GitHub - eduly-ai/eduly: Manim Coding Agent
Service

GitHub - eduly-ai/eduly: Manim Coding Agent

eduly-ai
2026.01.19
·GitHub·by 이호민
#LLM#Agent#Manim#AI#Education

Key Points

  • 1Eduly is an open-source Manim Coding Agent, powered by Gemini 2.5 and LangChain, designed to transform various content types into engaging 3Blue1Brown-style animated educational videos.
  • 2Its core functionality involves a three-stage pipeline that breaks down content into atomic topics, generates visual storyboards, and then employs an iterative Manim animation agent to produce the final videos.
  • 3Eduly aims to improve understanding by providing visual explanations for complex concepts, serving diverse users from students and educators to researchers and enterprises, and believes in accessible, free learning tools.

Eduly is an open-source Manim Coding Agent designed to transform various content types into visually compelling, 3Blue1Brown-style animated educational explanations. It addresses the challenge of abstract concepts being difficult to grasp from static text by converting them into dynamic visualizations. The system is built upon Gemini 2.5 and LangChain.

Its primary use cases span students (converting PDFs/notes into explainer videos), educators (animating PowerPoint slides), researchers (visualizing academic papers), content creators (production-ready animations from scripts), enterprise (visual explainers for training), and open-source projects (animated onboarding guides for technical documentation).
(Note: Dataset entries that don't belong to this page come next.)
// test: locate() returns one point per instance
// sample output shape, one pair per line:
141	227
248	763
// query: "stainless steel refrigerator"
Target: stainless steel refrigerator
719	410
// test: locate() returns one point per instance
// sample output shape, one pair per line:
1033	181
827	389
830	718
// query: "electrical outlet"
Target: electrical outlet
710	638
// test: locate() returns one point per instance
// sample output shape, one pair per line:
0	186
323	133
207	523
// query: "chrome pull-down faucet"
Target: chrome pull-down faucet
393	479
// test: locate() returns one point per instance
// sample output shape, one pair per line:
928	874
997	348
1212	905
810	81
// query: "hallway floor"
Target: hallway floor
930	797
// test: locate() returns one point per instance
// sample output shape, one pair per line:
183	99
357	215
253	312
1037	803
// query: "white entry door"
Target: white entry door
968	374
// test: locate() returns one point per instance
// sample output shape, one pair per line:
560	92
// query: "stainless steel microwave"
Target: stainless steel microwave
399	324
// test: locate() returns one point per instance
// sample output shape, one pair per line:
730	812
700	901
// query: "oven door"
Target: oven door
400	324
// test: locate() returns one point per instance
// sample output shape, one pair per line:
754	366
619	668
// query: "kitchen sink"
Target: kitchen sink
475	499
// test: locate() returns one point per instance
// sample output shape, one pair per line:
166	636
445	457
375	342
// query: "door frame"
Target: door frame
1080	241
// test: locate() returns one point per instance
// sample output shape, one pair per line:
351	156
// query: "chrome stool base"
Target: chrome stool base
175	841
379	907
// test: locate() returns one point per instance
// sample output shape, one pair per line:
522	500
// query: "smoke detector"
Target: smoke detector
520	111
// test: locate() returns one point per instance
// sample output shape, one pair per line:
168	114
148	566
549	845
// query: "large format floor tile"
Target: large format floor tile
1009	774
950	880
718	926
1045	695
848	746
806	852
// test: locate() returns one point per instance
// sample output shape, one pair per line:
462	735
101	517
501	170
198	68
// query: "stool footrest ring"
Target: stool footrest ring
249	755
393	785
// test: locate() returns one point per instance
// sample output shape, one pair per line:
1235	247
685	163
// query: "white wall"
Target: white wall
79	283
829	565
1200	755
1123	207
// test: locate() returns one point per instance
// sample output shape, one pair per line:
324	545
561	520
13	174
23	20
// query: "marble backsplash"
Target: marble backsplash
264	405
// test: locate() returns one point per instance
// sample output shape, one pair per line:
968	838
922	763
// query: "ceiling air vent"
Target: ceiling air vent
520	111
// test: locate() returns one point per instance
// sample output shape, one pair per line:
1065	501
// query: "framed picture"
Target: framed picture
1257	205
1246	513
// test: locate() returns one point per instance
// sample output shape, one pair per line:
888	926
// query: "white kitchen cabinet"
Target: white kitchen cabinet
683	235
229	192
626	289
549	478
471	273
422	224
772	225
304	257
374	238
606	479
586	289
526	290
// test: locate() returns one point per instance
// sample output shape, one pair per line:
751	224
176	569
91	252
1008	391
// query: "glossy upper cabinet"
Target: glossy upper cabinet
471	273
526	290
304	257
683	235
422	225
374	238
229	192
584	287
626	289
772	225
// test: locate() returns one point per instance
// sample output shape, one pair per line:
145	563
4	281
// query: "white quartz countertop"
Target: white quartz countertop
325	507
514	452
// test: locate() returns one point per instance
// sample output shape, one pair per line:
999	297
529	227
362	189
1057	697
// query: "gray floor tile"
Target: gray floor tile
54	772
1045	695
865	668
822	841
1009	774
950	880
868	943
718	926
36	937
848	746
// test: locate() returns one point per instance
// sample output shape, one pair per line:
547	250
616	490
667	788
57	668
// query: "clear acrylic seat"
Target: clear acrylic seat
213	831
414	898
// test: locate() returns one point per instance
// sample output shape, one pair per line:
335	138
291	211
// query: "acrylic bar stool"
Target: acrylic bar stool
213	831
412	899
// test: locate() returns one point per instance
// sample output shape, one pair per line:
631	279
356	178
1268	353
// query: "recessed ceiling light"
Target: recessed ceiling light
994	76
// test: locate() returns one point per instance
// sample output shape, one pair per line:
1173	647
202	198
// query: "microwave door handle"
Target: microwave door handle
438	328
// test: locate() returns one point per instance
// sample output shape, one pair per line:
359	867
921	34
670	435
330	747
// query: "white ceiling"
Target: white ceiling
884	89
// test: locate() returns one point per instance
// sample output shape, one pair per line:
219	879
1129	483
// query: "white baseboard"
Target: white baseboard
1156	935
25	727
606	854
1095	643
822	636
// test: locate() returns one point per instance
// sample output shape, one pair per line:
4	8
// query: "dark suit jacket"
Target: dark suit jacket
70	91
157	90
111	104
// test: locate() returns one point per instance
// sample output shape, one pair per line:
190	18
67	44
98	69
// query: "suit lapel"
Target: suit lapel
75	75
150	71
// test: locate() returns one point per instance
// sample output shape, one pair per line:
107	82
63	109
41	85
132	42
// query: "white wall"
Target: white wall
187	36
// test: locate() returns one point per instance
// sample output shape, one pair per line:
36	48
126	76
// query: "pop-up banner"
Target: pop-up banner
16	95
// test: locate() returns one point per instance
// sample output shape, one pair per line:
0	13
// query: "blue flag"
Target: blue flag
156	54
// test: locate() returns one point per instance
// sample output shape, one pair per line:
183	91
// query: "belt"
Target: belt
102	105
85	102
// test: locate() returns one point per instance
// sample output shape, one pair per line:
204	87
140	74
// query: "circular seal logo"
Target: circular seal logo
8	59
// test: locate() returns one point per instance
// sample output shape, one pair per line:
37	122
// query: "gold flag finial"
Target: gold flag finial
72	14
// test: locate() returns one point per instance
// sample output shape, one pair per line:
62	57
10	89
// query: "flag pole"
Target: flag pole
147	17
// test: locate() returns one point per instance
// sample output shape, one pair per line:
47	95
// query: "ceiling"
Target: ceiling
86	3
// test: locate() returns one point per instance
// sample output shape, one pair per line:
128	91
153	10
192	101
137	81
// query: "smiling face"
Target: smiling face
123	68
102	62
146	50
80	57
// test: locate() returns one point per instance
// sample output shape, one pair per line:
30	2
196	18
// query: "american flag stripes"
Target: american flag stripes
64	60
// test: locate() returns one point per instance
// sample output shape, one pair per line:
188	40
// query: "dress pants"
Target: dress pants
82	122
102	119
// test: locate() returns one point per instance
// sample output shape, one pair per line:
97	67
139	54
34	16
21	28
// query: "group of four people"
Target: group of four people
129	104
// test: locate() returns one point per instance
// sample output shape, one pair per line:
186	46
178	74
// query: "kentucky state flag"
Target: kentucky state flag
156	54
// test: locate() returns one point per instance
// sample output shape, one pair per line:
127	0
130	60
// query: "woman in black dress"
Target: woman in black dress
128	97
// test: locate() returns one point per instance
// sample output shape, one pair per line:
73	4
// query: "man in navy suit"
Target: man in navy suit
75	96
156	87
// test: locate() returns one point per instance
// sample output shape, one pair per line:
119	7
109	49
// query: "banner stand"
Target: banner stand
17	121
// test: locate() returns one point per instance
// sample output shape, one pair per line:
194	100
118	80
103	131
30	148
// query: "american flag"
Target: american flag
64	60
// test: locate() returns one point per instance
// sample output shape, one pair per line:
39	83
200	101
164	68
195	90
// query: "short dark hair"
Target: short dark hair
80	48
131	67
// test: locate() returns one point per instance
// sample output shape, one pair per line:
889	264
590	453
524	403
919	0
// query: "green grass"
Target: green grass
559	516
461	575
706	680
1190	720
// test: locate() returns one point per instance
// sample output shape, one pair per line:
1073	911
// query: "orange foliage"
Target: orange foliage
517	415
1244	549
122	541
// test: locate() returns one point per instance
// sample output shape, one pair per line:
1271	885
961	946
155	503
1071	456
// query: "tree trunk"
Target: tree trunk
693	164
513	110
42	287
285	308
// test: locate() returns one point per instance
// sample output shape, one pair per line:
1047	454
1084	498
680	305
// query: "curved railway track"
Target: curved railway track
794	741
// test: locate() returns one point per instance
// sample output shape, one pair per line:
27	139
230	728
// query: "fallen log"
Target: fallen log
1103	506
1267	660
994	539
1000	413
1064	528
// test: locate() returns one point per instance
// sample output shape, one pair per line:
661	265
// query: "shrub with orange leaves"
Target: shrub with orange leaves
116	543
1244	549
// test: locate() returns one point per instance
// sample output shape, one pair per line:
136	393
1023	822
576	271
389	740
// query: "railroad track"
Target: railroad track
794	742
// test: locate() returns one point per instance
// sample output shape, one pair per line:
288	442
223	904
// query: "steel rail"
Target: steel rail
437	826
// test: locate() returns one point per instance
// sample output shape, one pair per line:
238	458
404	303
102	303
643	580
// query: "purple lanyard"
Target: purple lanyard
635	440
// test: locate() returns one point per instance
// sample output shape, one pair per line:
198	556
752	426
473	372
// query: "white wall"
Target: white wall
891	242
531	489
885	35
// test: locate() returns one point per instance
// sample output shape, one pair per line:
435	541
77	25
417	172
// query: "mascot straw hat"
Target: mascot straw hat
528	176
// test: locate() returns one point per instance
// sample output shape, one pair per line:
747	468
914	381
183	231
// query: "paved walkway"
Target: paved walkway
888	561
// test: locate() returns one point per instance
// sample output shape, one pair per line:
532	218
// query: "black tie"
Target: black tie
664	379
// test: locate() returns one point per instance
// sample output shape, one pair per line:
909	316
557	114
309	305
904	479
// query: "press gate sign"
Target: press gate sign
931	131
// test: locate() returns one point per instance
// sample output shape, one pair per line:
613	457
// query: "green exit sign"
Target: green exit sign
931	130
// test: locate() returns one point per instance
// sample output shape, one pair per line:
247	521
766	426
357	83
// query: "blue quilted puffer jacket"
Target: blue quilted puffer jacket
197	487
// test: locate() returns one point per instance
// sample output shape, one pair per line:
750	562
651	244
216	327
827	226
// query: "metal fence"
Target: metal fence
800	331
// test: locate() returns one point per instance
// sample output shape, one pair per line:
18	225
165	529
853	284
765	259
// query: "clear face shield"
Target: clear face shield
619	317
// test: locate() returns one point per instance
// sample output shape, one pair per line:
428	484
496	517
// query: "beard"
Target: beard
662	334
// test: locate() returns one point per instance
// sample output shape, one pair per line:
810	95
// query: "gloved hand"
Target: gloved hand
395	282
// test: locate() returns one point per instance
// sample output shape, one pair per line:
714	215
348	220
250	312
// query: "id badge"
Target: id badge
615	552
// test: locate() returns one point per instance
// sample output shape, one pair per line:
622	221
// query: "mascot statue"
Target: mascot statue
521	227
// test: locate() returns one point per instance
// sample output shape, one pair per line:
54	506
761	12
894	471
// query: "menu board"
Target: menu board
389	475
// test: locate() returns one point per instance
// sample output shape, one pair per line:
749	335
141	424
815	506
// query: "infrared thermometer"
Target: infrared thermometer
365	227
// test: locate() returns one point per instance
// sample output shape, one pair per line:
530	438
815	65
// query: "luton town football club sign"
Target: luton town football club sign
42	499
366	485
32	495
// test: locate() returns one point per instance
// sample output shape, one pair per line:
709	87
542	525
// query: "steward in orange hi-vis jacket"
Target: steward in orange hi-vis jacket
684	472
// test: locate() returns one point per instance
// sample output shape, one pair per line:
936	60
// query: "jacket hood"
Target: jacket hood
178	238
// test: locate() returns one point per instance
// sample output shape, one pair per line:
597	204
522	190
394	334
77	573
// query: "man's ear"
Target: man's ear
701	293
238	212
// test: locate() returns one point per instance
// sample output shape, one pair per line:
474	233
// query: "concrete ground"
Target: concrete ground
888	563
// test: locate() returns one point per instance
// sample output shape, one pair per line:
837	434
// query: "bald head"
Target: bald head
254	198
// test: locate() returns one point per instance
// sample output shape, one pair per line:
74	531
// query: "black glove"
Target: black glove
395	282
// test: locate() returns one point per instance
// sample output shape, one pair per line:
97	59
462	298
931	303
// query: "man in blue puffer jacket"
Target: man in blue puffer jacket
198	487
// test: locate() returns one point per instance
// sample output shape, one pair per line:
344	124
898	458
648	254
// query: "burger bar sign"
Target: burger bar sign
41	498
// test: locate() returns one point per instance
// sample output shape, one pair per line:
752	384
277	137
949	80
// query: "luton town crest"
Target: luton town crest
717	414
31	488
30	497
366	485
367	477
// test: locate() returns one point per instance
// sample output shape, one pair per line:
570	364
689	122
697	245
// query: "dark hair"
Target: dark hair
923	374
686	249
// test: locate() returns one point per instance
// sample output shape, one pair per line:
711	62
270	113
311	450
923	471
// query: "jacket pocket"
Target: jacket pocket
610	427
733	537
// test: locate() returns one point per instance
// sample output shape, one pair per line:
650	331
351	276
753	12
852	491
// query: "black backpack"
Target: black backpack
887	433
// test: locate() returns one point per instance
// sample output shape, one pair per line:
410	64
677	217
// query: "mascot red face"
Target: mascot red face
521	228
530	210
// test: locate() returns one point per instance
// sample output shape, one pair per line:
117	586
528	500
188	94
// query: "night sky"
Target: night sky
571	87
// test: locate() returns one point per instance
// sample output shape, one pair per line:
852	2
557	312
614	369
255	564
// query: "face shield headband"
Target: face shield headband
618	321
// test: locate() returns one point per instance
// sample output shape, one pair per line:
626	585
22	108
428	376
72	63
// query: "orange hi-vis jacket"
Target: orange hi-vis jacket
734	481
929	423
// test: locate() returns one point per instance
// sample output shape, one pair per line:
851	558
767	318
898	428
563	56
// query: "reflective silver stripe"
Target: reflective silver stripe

The core methodology of Eduly operates through a three-stage pipeline:

  1. Document Breakdown: The EdulyBreakdownClient, leveraging a Gemini model (e.g., gemini-2.5-flash-preview) in conjunction with Google Search capabilities, processes input content such as PDFs. Its objective is to deconstruct the document into atomic, self-contained topics, each suitable for a ~5-minute video. For each identified topic, it generates a comprehensive explanation, incorporates modern context, and distills key takeaways. The output is a structured Breakdown object containing document_title and a list of Topic objects, each with a name.
  1. Storyboard Generation: For each atomic topic identified in the breakdown phase, the EdulyBreakdownClient generates a detailed visual storyboard. This stage aims to create a narrative structure aligned with the 3Blue1Brown aesthetic. Key elements of each storyboard include:
    • Defining a core visual metaphor to intuitively represent the concept.
    • Structuring 8-15 distinct scenes with precise visual descriptions for each.
    • Crafting narration optimized for text-to-speech synthesis.
    • Including concrete examples, often with specific numerical values, to ground abstract ideas.
The output is a Storyboard object for each topic.

  1. Manim Animation Agent (Iterative Refinement): The EdulyAnimationClient, powered by a LangChain integration with ChatGoogleGenerativeAI (specifically, gemini-2.5-pro-preview), acts as an iterative coding agent responsible for generating the Manim animation code from the storyboards. This stage operates within a continuous feedback loop:
    • Prompting: The agent receives the generated storyboard with full contextual information.
    • LLM Code Generation: The underlying Large Language Model (LLM) generates Manim scene classes based on the storyboard instructions.
    • Manim Agent Execution: The generated Manim code is then executed. The agent has access to several tools for interacting with the file system and documentation, including ls, glob, grep, read_file, edit_file, and write_file. Crucially, it has access to the full Manim documentation, enabling it to research and utilize Manim functionalities effectively.
    • Rendering: The Manim code is rendered into a video.
    • Success Check & Iteration: If the rendering is successful, the process for that topic is complete, yielding an MP4 video (1080x1920 resolution, optimized for mobile). If rendering fails, the error message is fed back to the LLM as "error feedback," prompting the agent to iteratively refine its Manim code until successful generation or a maximum iteration limit is reached (e.g., maxiterations=5max_iterations = 5). This iterative self-correction mechanism is central to the agent's ability to produce robust animations.

The resultant MP4 videos are designed to be mobile-ready. Future roadmap plans include integrating text-to-speech APIs for narration, developing a mobile-first web platform, implementing multimodal feedback loops using vision-language models for quality assessment, and creating an RL environment to train specialized Manim animators. Eduly is distributed under the CC-BY-NC-SA-4.0 license, emphasizing its open-source and non-commercial usage for broader accessibility of knowledge.